Gasoline fell along with crude as weaker manufacturing growth in China boosted concern that global energy demand may slow. Crack spreads narrowed.
Futures sank as much as 2.6 percent. Chinese and Australian reports today signaled a slowdown in manufacturing as a U.K. Purchasing Managers’ Index showed a third month of contraction. ADP Research Institute said U.S. companies added 119,000 workers to payrolls in April, less than the median forecast of 150,000 jobs. The Energy Department will release weekly stockpiles data at 10:30 a.m. East Coast time.
“The China PMI data was disappointing,” said Dominick Chirichella, senior partner at the Energy Management Institute in New York. “It’s just a continuation what we’ve been seeing in the last four to six weeks.
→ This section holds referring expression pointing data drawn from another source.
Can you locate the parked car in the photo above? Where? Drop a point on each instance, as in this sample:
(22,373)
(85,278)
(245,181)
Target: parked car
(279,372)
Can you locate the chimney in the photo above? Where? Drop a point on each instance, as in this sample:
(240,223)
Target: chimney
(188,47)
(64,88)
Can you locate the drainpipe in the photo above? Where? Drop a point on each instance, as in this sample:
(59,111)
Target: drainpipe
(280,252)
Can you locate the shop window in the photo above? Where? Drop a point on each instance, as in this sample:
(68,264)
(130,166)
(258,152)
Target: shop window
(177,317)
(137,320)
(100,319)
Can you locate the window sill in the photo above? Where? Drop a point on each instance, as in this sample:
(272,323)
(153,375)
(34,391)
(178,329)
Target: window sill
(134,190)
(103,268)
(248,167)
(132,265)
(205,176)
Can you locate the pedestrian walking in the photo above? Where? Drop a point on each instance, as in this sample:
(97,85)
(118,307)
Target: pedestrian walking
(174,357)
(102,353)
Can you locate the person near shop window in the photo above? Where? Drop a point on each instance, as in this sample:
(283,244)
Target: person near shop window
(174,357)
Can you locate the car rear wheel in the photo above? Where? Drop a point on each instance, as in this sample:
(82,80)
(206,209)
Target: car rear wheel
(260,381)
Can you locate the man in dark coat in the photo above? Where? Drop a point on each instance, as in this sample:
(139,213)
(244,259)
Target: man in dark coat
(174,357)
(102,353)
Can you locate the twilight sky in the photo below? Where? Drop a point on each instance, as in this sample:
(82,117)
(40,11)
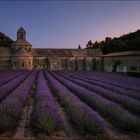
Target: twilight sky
(66,24)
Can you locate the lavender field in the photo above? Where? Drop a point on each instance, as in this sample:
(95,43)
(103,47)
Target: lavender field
(69,105)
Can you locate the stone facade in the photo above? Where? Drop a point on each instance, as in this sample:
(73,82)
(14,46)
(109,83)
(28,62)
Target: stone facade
(21,55)
(122,62)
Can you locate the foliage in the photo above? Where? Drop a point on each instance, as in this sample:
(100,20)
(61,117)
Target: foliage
(129,42)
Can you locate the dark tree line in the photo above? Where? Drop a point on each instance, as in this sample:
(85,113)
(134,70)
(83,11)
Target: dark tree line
(129,42)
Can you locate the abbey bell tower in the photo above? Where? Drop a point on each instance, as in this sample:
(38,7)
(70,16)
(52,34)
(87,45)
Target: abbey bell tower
(21,50)
(21,34)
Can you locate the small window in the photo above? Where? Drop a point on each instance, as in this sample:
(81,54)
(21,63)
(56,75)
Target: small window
(22,64)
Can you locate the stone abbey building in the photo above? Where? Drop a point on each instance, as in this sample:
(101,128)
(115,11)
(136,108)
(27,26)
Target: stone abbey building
(21,55)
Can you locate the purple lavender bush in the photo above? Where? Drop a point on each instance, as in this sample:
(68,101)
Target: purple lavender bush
(81,116)
(11,107)
(114,113)
(45,116)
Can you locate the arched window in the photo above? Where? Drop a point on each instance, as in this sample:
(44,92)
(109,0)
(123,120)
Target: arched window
(22,64)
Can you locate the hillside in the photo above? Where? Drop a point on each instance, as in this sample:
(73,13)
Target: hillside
(128,42)
(5,41)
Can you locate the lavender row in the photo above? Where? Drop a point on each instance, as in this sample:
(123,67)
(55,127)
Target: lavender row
(81,116)
(45,116)
(6,89)
(127,84)
(113,112)
(129,103)
(11,107)
(115,89)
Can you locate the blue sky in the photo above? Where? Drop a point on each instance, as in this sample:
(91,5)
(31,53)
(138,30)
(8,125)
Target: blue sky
(66,24)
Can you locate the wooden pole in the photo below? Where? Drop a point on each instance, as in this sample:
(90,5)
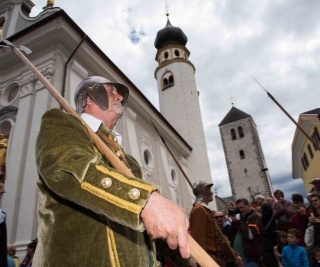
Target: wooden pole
(196,251)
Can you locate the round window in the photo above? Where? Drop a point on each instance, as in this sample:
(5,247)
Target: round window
(10,94)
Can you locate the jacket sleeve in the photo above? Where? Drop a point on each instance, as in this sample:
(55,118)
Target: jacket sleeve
(198,226)
(284,258)
(304,258)
(71,167)
(251,229)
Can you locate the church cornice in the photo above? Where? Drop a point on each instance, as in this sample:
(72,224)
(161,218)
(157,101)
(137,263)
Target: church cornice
(169,62)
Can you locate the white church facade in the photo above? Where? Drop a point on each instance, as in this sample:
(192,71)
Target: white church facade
(65,55)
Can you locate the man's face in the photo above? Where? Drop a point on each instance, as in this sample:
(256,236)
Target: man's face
(2,191)
(315,202)
(244,209)
(292,239)
(259,201)
(270,200)
(220,217)
(297,204)
(278,197)
(316,185)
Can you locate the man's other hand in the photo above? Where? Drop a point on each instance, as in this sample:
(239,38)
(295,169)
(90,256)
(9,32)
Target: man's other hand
(165,219)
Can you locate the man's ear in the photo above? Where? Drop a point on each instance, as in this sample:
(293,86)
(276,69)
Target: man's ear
(88,101)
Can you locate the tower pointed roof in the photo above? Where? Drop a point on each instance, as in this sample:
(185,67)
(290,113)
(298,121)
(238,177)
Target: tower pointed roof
(234,115)
(170,35)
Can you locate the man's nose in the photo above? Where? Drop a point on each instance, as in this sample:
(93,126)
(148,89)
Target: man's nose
(119,97)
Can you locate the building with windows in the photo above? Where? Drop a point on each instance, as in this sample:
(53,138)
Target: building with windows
(65,55)
(247,169)
(305,155)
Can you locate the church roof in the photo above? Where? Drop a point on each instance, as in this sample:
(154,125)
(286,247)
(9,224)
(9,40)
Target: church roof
(234,115)
(313,112)
(170,35)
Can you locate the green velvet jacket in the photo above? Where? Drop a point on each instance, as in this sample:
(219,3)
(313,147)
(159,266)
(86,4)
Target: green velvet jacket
(88,215)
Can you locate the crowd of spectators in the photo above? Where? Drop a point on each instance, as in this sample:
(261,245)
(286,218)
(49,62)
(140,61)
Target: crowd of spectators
(271,231)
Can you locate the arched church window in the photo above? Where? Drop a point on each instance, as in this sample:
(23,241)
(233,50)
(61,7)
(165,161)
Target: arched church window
(174,177)
(240,131)
(10,94)
(316,137)
(242,155)
(305,162)
(233,134)
(1,28)
(171,80)
(167,80)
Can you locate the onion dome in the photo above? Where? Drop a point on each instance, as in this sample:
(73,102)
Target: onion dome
(170,35)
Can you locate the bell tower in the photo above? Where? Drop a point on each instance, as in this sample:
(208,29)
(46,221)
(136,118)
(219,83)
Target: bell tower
(179,97)
(247,168)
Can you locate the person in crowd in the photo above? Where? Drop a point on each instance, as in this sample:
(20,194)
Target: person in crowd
(270,201)
(223,223)
(300,219)
(247,233)
(281,243)
(230,207)
(314,218)
(284,209)
(315,189)
(91,214)
(269,231)
(316,185)
(315,258)
(205,230)
(294,255)
(27,261)
(259,200)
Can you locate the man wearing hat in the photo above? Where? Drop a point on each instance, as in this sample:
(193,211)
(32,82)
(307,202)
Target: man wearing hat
(89,213)
(316,185)
(204,228)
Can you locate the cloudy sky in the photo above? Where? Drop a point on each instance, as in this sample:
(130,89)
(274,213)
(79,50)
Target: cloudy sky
(277,42)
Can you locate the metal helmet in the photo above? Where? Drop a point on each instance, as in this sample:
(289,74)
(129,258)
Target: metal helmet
(93,87)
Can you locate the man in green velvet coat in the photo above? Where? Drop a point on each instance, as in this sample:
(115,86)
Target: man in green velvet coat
(89,213)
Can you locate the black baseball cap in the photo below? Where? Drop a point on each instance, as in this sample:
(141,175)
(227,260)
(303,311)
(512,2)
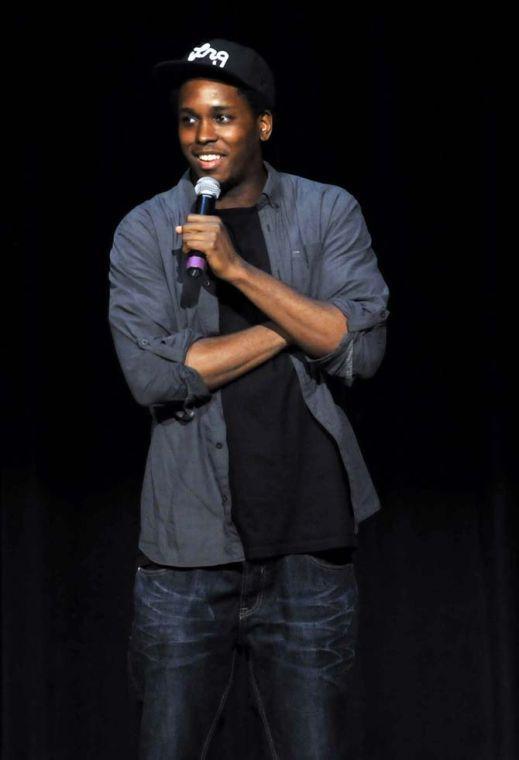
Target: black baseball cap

Every macroeconomic data point is suggesting a slowing global economy.”
Gasoline for June delivery slipped 7.12 cents, or 2.5 percent, to $2.7308 a gallon at 9:51 a.m. on the New York Mercantile Exchange on volume that was 18 percent below the 100- day average.
The fuel’s premium over June West Texas Intermediate slipped 49 cents to $23.73 a barrel. The spread to Brent weakened 59 cents to $14.72.
Ultra-low-sulfur diesel for June delivery dropped 4.61 cents, or 1.6 percent, to $2.7935 a gallon on the Nymex. Trading volume was 26 percent above the 100-day average.
The fuel’s crack spread versus June West Texas Intermediate crude grew 54 cents to $26.34 a barrel. The spread versus Brent gained 47 cents to $17.36.
Distillate inventories in the U.S., including diesel and heating oil, may have increased 250,000 barrels last week, according to the median of 11 analyst estimates in a survey compiled by Bloomberg. Gasoline supplies probably decreased 900,000 barrels, the survey showed.
Gasoline at the pump, averaged nationwide, rose 1.4 cents to $3.522 a gallon, AAA said on its website today. It’s the largest single-day increase since Feb. 19.